Selbst wenn dann einmal eine Geschwindigkeitsgrenze eingeführt ist, halten sich nicht immer alle Verkehrsteilnehmer daran. In der Ruckergasse in Meidling etwa. Bei einem „Wien heute“-Test mit einer Radarpistole sind zahlreiche Autofahrer zu schnell. Den Verkehrsforscher Ulrich Leth von der Technischen Universität (TU) Wien überrascht das nicht. „Die Ruckergasse ist sehr breit, es gibt teilweise keine Mittelmarkierungen. Der Straßenraum schaut eigentlich aus wie eine Autobahn.“
Neubau soll 30er-Zone werden
Eine 30er-Zone müsste auch optisch wie eine wirken, sagte Leth. Ein Positivbeispiel ist die Zieglergasse im siebenten Bezirk. „Wir haben eine deutlich schmälere Fahrbahn, wir haben Bodenschwellen, die die Geschwindigkeit deutlich senken, auch Radfahren gegen die Einbahn ist ermöglicht. Und wir haben auf beiden Seiten Parkspuren, die noch einmal verengen und zu niedrigerer Geschwindigkeit beitragen“, erklärte der Forscher. Im Schnitt hält sich in Wien die Hälfte der Autofahrer an die 30er-Limits, sagte der Forscher. Das würden punktuelle Messungen in den Bezirken zeigen.
30er-Zonen werden dann häufiger eingehalten, wenn bauliche Maßnahmen gesetzt werden. „Sie müssen das Gefühl vermitteln, dass man sich in einer langsameren Geschwindigkeitszone befindet. Es braucht schmälere Straßenbreiten, es braucht Verziehungen und Einengungen der Fahrbahn selbst – auch Begrünungen können nicht schaden“, so Leth.
Wiener Linien hadern mit 30er-Zonen
Ab dem Frühjahr soll in Neubau praktisch flächendeckend Tempo 30 gelten.
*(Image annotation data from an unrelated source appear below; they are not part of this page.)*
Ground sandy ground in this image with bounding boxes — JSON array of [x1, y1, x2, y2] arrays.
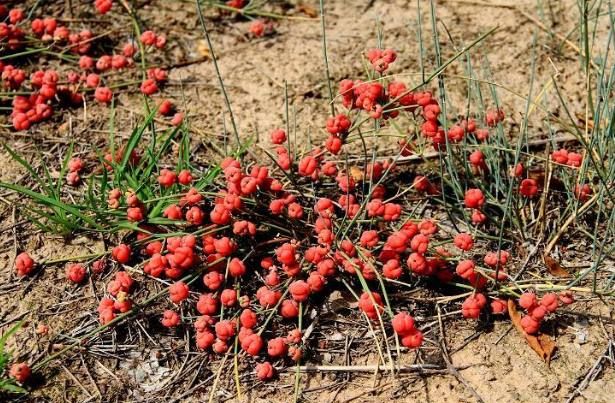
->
[[0, 0, 615, 402]]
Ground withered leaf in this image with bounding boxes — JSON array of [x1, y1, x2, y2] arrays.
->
[[508, 299, 557, 365], [297, 4, 318, 18], [543, 255, 570, 277]]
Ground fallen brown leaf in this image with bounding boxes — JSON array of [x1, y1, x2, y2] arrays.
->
[[297, 4, 318, 18], [508, 299, 557, 365], [543, 255, 570, 277]]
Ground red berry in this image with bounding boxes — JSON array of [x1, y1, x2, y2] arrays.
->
[[15, 252, 34, 277], [66, 264, 86, 284], [9, 362, 32, 383], [161, 309, 181, 327], [256, 361, 275, 381], [169, 281, 190, 304]]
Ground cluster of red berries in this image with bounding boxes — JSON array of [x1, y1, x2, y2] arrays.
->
[[461, 293, 507, 319], [392, 312, 423, 348], [519, 291, 574, 334], [0, 4, 183, 130], [551, 148, 583, 168], [98, 270, 134, 325]]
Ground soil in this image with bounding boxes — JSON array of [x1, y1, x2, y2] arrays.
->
[[0, 0, 615, 402]]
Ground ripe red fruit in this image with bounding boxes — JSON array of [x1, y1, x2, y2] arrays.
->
[[519, 292, 538, 310], [519, 178, 538, 198], [141, 31, 156, 46], [359, 292, 384, 320], [280, 299, 299, 319], [288, 203, 303, 219], [111, 244, 132, 264], [455, 260, 476, 279], [220, 288, 237, 306], [288, 280, 311, 302], [228, 257, 246, 277], [107, 271, 134, 296], [215, 320, 236, 341], [382, 259, 403, 280], [211, 339, 228, 354], [177, 169, 192, 186], [410, 234, 429, 254], [94, 87, 113, 103], [401, 329, 423, 348], [169, 281, 190, 304], [15, 252, 34, 277], [521, 315, 540, 334], [359, 230, 378, 248], [307, 271, 326, 292], [186, 206, 205, 225], [559, 291, 574, 305], [233, 220, 256, 236], [271, 129, 286, 144], [161, 309, 181, 327], [94, 0, 113, 14], [491, 298, 508, 315], [158, 99, 175, 116], [241, 334, 264, 356], [256, 361, 275, 381], [391, 312, 415, 336], [464, 189, 485, 209], [196, 294, 218, 315], [158, 169, 177, 187], [267, 337, 287, 358], [551, 148, 568, 164], [528, 305, 549, 322], [249, 20, 265, 38], [327, 114, 351, 135], [66, 264, 86, 284], [141, 78, 158, 95], [461, 294, 487, 319], [209, 204, 231, 225], [9, 362, 32, 383], [540, 293, 558, 313], [196, 330, 216, 350], [126, 207, 143, 222], [214, 237, 241, 258], [239, 309, 257, 329]]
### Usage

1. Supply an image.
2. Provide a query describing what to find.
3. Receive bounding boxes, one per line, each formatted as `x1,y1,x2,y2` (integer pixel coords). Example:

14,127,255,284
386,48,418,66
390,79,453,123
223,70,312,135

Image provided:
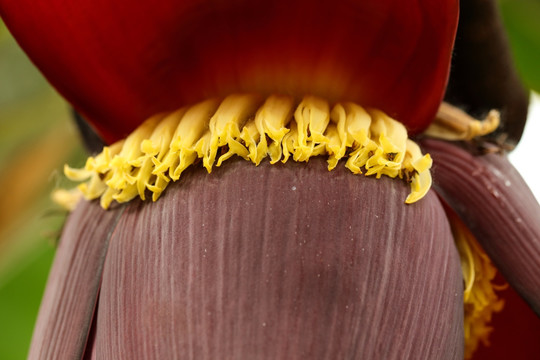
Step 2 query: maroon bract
0,0,458,143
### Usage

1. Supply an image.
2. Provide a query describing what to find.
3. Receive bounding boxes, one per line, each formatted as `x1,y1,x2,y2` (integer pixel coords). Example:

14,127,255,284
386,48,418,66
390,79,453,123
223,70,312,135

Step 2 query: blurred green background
0,0,540,360
0,17,84,360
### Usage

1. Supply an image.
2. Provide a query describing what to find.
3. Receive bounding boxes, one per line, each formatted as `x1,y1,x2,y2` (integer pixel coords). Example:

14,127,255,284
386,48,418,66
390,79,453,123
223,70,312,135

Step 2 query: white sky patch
509,93,540,202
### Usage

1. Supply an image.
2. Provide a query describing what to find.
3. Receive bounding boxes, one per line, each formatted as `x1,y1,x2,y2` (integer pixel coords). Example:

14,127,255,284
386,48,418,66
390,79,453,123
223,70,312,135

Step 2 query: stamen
448,212,507,359
65,94,431,209
424,102,501,141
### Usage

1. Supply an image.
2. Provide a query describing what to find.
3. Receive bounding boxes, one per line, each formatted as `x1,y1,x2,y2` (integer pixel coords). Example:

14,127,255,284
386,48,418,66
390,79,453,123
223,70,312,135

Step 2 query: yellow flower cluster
65,94,432,209
449,215,507,359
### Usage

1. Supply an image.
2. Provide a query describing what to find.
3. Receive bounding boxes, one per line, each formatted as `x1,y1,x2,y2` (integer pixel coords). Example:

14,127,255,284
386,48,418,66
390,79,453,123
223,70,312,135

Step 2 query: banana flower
0,0,540,359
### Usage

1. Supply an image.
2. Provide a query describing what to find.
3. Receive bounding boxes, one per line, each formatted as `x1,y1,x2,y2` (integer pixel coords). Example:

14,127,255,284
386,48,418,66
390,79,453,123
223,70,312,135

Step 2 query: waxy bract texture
31,158,463,360
422,140,540,314
0,0,458,143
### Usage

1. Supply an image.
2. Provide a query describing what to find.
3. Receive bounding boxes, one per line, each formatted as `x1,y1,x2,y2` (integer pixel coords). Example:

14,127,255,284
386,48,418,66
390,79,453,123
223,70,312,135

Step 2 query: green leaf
499,0,540,92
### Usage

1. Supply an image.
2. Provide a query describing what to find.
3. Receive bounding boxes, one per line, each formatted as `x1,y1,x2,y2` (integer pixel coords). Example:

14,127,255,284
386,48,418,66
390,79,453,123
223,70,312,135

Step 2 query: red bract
0,0,458,142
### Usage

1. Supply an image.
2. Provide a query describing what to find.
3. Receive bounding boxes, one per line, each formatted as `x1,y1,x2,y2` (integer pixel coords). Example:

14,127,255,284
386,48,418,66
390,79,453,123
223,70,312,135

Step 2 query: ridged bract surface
422,140,540,314
29,158,463,359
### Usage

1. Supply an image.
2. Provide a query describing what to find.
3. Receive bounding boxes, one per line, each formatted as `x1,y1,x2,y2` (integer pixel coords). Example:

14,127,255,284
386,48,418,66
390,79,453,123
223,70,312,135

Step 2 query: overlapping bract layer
65,94,431,208
0,0,459,144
Ein Großteil des Bezirks ist schon 30er-Zone, jetzt sollen die Beschränkung aber etwa auch für die Busspuren in der Burggasse und der Neustiftgasse gelten. Den Wiener Linien bereitet das Sorgen. „Wir sind mit dem Bus die gesamte Strecke mit Tempo 30 gefahren und haben gesehen: Wir schaffen es nicht mehr in den Intervallen“, sagte Sprecherin Barbara Pertl.
Das Problem sei laut Wiener Linien vor allem die Länge der 30er-Zonen. Denn bei kurzen Tempobeschränkungen können die Busfahrerinnen und -fahrer die verlorene Zeit wieder aufholen. „Sie müssen sich aber an das Tempolimit halten. Jeder, der sich nicht daran hält, wird gemaßregelt. Wir haben auch einen Fahrtenschreiber und müssen den regelmäßig auswerten lassen“, erklärte Pertl. Der Bezirk Neubau ist jedoch überzeugt, dass es durch das Tempolimit keine Qualitätseinbußen geben wird.
Tempo 30 funktioniert nicht immer
Auf immer mehr Straßen in Wien gilt Tempo 30. Doch die Beschränkung funktioniert nur dann, wenn auch bauliche Maßnahmen damit einhergehen.
ÖAMTC gegen Gießkannenprinzip
Kritisch sieht so manche 30er-Zonen auch der ÖAMTC. „30er-Zonen sind dann, wenn sie als Gießkannen über alles drübergeschüttet werden, wo man die Gefahrenpunkte nicht mehr erkennt, nicht zweckmäßig. Vor allem, wenn man die 30er-Zone hinter sich hat, versucht der eine oder andere die verlorene Zeit wieder aufzuholen“, sagte ÖAMTC-Jurist Martin Hoffer. Zu den Unfällen gibt es für Wien zwar keine Zahlen – in Deutschland hätten sich die Unfälle auf Hauptstraßen mit Tempo 30 aber halbiert.